Embora sua experiência como médico esteja presente em algumas narrativas, o professor destaca que a escrita se distancia da ciência para se abrir ao imaginário, ao cotidiano e às possibilidades da ficção. Entre suas influências estão contistas consagrados como Lygia Fagundes Telles, Marcelino Freire e Murilo Rubião.
Ao falar sobre a mensagem que os leitores podem encontrar em Dores em Salva, Elimário ressalta a importância da experiência individual de cada um. Segundo ele, mais do que uma única resposta, o livro convida o público a construir as histórias junto com o autor e a encontrar suas próprias interpretações.
Conciliando a carreira na Medicina com a literatura, o professor explica que mantém uma rotina constante de leituras e escrita, mesmo com a exigência da prática médica: “A escrita é parte fundamental da minha vida. Meu compromisso comigo mesmo é manter espaço suficiente para que seja possível essa conciliação”. Abaixo, uma pequena entrevista com o autor
Como foi a sensação de ver que seu livro, o primeiro, foi escolhido na categoria Contos do Prêmio Jabuti?
Nesse momento eu só consigo te dizer que estou muito emocionado e muito grato, na verdade, em perceber o meu trabalho reconhecido. Aos poucos, a ficha ainda está caindo, sabe? Entender ali onde eu estava, aquela premiação, aquilo tudo que parecia tão distante há um certo tempo e, de repente, eu estava ali naquele meio de pessoas que eu admiro muito e ainda saí de lá com o Jabuti, saí de lá como finalista. Um escritor que teve agora seu primeiro livro, já ser reconhecido dessa forma e também muito estimulado a continuar escrevendo e a trazer muitos outros livros para o mundo. Só posso dizer: muiito obrigado.
Você tinha esse trânsito pela área literária? Ou você era um escritor de gaveta, que escrevia e não mostrava nada a ninguém?
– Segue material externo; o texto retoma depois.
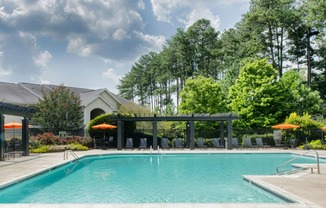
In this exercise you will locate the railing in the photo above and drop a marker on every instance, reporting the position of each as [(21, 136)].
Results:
[(302, 168), (66, 153)]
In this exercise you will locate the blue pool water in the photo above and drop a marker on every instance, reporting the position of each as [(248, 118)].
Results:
[(179, 178)]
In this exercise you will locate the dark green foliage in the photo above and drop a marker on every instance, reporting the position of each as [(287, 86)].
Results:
[(59, 110), (287, 33)]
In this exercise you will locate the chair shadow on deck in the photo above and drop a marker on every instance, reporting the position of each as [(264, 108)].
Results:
[(165, 143), (129, 143)]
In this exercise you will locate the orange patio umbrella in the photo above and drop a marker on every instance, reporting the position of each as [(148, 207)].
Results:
[(13, 125), (104, 126), (285, 126)]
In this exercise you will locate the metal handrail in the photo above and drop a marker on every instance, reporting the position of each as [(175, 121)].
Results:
[(65, 155), (287, 162)]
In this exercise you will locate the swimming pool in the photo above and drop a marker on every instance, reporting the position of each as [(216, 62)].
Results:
[(165, 178)]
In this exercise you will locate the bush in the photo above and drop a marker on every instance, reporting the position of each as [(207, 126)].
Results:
[(59, 148), (315, 144), (48, 142)]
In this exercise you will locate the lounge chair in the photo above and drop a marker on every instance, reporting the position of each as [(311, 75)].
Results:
[(259, 142), (249, 144), (294, 142), (143, 143), (200, 143), (279, 143), (178, 143), (216, 143), (129, 143), (235, 143), (165, 143)]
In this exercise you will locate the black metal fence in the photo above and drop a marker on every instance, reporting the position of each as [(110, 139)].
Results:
[(108, 138)]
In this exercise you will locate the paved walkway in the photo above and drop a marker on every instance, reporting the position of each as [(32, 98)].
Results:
[(307, 188)]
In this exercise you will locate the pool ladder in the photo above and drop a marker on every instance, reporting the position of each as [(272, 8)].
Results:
[(287, 172), (66, 154)]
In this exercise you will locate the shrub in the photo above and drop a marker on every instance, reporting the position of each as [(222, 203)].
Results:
[(315, 144), (59, 148), (48, 142)]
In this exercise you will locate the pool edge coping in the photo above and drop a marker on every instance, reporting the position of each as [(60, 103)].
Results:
[(255, 179)]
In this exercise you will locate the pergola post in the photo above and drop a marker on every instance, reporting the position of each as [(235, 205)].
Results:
[(25, 136), (119, 135), (229, 139), (155, 134), (192, 134), (2, 138), (188, 134), (222, 134)]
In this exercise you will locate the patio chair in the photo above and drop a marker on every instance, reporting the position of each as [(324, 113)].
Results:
[(165, 143), (178, 143), (294, 142), (235, 143), (259, 142), (200, 143), (279, 143), (129, 143), (143, 143), (216, 143), (249, 144)]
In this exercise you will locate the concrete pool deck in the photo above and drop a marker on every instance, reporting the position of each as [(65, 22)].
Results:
[(307, 188)]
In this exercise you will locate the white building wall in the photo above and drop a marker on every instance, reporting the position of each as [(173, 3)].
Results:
[(97, 103)]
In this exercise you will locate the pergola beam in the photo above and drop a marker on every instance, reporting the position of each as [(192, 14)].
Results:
[(190, 119)]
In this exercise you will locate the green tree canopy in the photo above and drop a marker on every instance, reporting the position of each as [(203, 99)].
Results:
[(256, 95), (59, 110), (298, 97), (202, 95)]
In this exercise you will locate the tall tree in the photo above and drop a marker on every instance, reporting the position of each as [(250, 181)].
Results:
[(203, 40), (59, 110), (298, 97), (256, 95), (202, 95), (267, 21)]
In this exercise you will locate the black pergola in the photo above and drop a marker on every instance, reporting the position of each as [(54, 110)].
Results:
[(189, 118), (16, 110)]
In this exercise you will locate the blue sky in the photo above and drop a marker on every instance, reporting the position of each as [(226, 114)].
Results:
[(93, 43)]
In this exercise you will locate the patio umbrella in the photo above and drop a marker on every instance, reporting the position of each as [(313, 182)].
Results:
[(104, 126), (285, 126), (13, 125)]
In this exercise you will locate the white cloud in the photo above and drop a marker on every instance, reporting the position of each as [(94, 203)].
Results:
[(45, 82), (201, 13), (112, 75), (153, 43), (42, 59), (120, 34), (173, 10), (79, 46)]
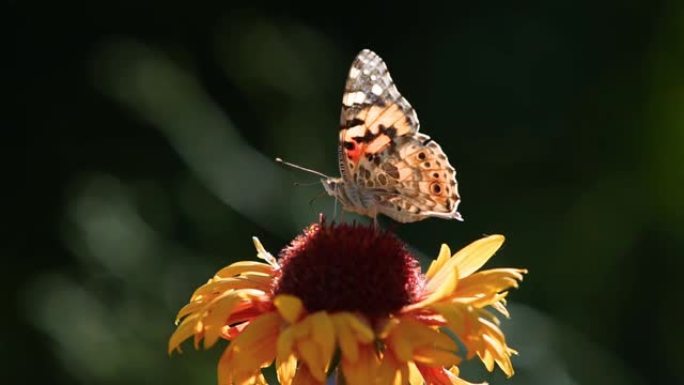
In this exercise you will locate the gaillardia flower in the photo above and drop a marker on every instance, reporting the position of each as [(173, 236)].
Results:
[(351, 301)]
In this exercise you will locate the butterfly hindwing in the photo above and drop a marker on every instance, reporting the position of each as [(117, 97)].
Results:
[(387, 166)]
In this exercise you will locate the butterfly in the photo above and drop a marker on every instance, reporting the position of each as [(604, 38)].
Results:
[(387, 166)]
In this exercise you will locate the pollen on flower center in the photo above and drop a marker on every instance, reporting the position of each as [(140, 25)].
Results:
[(349, 268)]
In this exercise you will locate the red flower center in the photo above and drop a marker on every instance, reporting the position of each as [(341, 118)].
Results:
[(349, 268)]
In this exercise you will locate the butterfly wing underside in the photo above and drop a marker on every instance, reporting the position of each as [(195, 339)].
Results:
[(383, 156)]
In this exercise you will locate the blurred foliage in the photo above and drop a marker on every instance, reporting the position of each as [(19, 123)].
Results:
[(152, 128)]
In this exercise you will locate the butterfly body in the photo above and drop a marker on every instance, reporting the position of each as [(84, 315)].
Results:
[(388, 167)]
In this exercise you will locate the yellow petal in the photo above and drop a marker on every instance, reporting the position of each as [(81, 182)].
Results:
[(467, 260), (364, 369), (442, 258), (263, 254), (184, 331), (360, 327), (435, 357), (310, 354), (285, 343), (244, 267), (286, 369), (323, 334), (345, 338), (437, 292), (219, 311), (261, 329), (415, 378), (474, 256), (290, 307), (304, 377), (388, 372)]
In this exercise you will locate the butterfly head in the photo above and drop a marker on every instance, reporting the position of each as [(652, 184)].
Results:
[(332, 186)]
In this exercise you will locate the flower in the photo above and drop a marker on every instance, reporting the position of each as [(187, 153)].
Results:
[(352, 298)]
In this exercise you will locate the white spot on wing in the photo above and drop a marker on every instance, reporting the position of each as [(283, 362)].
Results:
[(351, 98)]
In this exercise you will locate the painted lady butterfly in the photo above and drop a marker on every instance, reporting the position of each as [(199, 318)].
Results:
[(388, 167)]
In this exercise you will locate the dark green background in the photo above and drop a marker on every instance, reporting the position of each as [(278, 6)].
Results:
[(150, 130)]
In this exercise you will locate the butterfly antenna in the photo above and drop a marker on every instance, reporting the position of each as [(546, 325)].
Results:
[(312, 200), (317, 183), (335, 205), (301, 168)]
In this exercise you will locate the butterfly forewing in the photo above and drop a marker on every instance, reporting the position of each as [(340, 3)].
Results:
[(387, 166)]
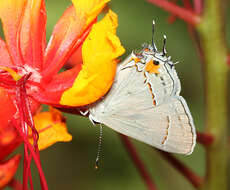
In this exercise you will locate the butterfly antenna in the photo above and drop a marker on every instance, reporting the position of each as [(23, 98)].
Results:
[(164, 46), (99, 148), (153, 30)]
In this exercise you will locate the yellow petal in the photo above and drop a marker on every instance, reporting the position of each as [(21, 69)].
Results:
[(51, 128), (89, 8), (99, 52)]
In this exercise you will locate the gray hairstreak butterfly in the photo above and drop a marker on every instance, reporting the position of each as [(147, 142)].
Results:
[(145, 103)]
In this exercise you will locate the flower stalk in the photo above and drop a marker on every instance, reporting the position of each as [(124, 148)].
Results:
[(212, 40)]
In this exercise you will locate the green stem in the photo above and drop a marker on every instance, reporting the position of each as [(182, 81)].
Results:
[(212, 38)]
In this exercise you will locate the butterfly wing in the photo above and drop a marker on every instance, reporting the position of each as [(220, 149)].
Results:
[(130, 108)]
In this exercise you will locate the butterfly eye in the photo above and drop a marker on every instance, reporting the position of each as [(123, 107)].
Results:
[(156, 62)]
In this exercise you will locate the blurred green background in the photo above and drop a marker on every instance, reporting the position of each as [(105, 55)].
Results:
[(70, 166)]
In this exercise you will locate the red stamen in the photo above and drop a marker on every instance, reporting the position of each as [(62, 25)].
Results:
[(138, 162), (22, 126), (187, 5), (186, 15), (195, 180), (198, 6), (205, 139), (15, 185)]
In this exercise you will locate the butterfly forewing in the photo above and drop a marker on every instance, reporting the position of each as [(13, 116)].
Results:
[(147, 106)]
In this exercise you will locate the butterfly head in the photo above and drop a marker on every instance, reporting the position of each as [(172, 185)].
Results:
[(151, 57)]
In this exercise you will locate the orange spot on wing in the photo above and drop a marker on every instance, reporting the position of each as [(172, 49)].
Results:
[(136, 59), (151, 67)]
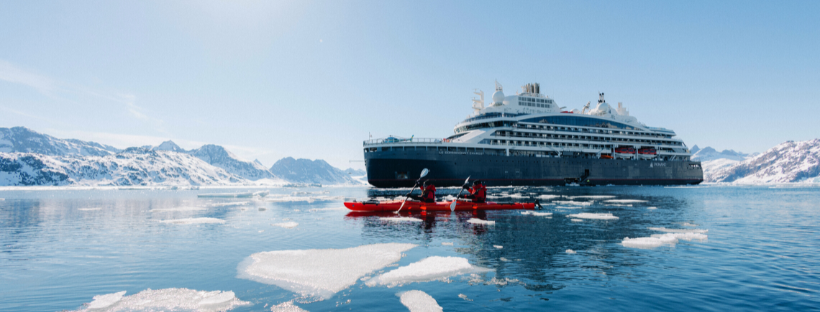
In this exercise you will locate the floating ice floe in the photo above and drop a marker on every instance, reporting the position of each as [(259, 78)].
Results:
[(173, 209), (419, 301), (400, 219), (428, 269), (229, 204), (657, 240), (287, 225), (596, 216), (479, 221), (170, 299), (663, 229), (538, 214), (593, 196), (287, 306), (319, 272), (194, 221), (226, 195), (569, 202), (625, 201)]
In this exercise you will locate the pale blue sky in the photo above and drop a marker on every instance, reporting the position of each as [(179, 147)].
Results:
[(311, 79)]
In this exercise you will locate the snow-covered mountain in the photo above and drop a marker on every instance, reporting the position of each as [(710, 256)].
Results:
[(133, 166), (708, 153), (218, 156), (24, 140), (310, 171), (168, 146), (787, 162)]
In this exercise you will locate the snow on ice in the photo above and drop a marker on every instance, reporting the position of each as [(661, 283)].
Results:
[(479, 221), (167, 300), (319, 272), (596, 216), (193, 221), (419, 301), (428, 269)]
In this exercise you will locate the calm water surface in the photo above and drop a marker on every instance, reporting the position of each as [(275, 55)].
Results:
[(57, 250)]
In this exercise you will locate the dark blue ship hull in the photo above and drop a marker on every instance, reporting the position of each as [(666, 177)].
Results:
[(402, 168)]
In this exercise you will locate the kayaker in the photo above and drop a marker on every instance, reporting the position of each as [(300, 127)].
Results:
[(428, 193), (478, 193)]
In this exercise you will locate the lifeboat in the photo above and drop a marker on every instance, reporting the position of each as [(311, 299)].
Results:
[(647, 153), (624, 152), (437, 206)]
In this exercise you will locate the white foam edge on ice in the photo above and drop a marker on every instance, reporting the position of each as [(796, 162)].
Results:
[(287, 306), (169, 299), (595, 216), (537, 214), (479, 221), (194, 221), (419, 301), (625, 201), (400, 219), (428, 269), (319, 273), (177, 209), (663, 229), (287, 225)]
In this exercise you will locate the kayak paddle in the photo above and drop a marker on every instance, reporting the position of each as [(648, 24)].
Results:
[(453, 205), (423, 174)]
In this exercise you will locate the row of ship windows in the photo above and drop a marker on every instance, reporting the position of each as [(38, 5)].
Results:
[(580, 137), (554, 144)]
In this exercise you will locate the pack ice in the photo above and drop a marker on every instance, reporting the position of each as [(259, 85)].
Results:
[(419, 301), (319, 273), (428, 269), (169, 299)]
Esse livro nasceu do meu reencontro com a literatura, que aconteceu em 2022. Sempre gostei de escrever, mas não vinha tendo uma regularidade de leitura e escrita. Foi a partir da leitura de “Seminário dos ratos” de Lygia Fagundes Telles que eu não pude mais me separar da literatura. Desde então passei a escrever os contos e fui percebendo que eles tinham uma temática em comum. Decidi, então, seguir com essa ideia e o livro foi ganhando forma.
Quantos contos o livro traz e o que ele engloba?
O livro tem 12 contos e eles abordam situações em que o corpo dos personagens foi transformado de alguma forma, seja pelo que chamados de doença ou destino. A partir desse acontecimento as histórias vão ganhando forma.
A partir de agora, você que é médico, vive num ambiente totalmente distante da literatura, vai repensar sua trajetória?
Eu acredito que eu precisei repensar minha trajetória desde que li o primeiro conto de Lygia. Foi na decisão de escrever, na paixão pela palavra, na emoção de terminar um conto, no prazer de retrabalhar o texto, na dor de sair cortando tudo que é excesso, na coragem de entregar para alguém ler, foram nesses momentos que precisei ir repensando minha trajetória e decidir que eu quero ser escritor. O prêmio, por mais que seja importante, é só um efeito dessas decisões.
Como foi o processo de escrita de Dores em Salva? Quanto tempo você levou escrevendo? De que forma se deu o processo criativo?
O livro demorou pouco mais de dois anos para ser escrito e reescrito. Minhas vivências como menino do interior e médico estão muito presentes no texto. O Marcelino Freire foi fundamental para que eu acreditasse na força dessas palavras que eu colocava no papel. Meu companheiro, Smmyth, foi meu primeiro leitor e me incentivava a continuar escrevendo e melhorando.
Você sempre foi muito ligado à literatura? Quem são seus mestres?
Antes da faculdade de Medicina eu lia e escrevia mais, porém, a medicina exige da gente um tempo só para ela e foi difícil, com 17 anos, ter maturidade para dividir as coisas, por isso me afastei da literatura por tanto tempo. Mas a grande Lygia Fagundes Telles me capturou. Ela é minha grande inspiração. Citaria também o Marcelino Freire, de quem sou muito fã, além de contistas clássicos e contemporâneos da nossa América Latina.
Tem algum outro livro na cabeça?
Eu estou escrevendo um livro de contos que deverá ficar pronto no próximo ano.